Process creation - Process subclass

To create a new process, you can also use the class method. You can customize a class and inherit the Process class. Every time you instantiate this class, it is equivalent to instantiating a process object.
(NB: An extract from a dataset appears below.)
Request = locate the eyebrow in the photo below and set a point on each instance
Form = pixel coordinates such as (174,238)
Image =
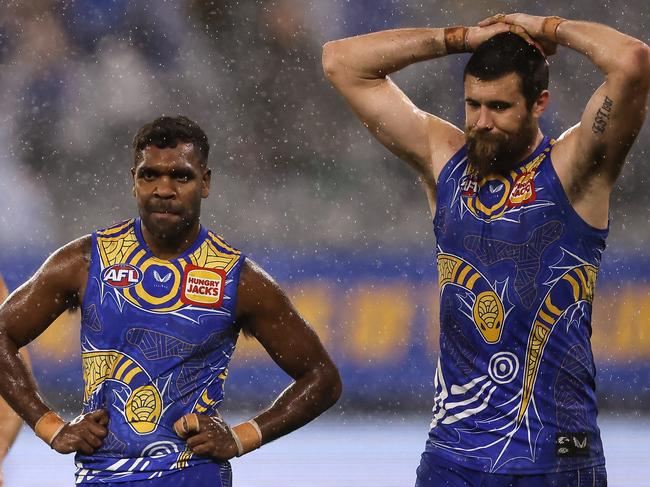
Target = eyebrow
(490,103)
Please see the following example:

from multiprocessing import Process
import time
import os

#继承Process类 class Process_Class(Process): #因为Process类本身也有__init__方法,这个子类相当于重写了这个方法, #但这样就会带来一个问题,我们并没有完全的初始化一个Process类,所以就不能使用从这个类继承的一些方法和属性, #最好的方法就是将继承类本身传递给Process.__init__方法,完成这些初始化操作 def __init__(self,interval): Process.__init__(self) self.interval = interval #重写了Process类的run()方法 def run(self): print("子进程(%s) 开始执行,父进程为(%s)"%(os.getpid(),os.getppid())) t_start = time.time() time.sleep(self.interval) t_stop = time.time() print("(%s)执行结束,耗时%0.2f秒"%(os.getpid(),t_stop-t_start)) if __name__=="__main__": t_start = time.time() print("当前程序进程(%s)"%os.getpid()) p1 = Process_Class(2) #对一个不包含target属性的Process类执行start()方法,就会运行这个类中的run()方法,所以这里会执行p1.run() p1.start() p1.join() t_stop = time.time() print("(%s)执行结束,耗时%0.2f"%(os.getpid(),t_stop-t_start)) 

Process pool Pool

When the number of subprocesses to be created is not large, you can directly use the Process in multiprocessing to dynamically generate multiple processes, but if there are hundreds or even thousands of targets, the workload of manually creating processes is huge, and you can use to the Pool method provided by the multiprocessing module.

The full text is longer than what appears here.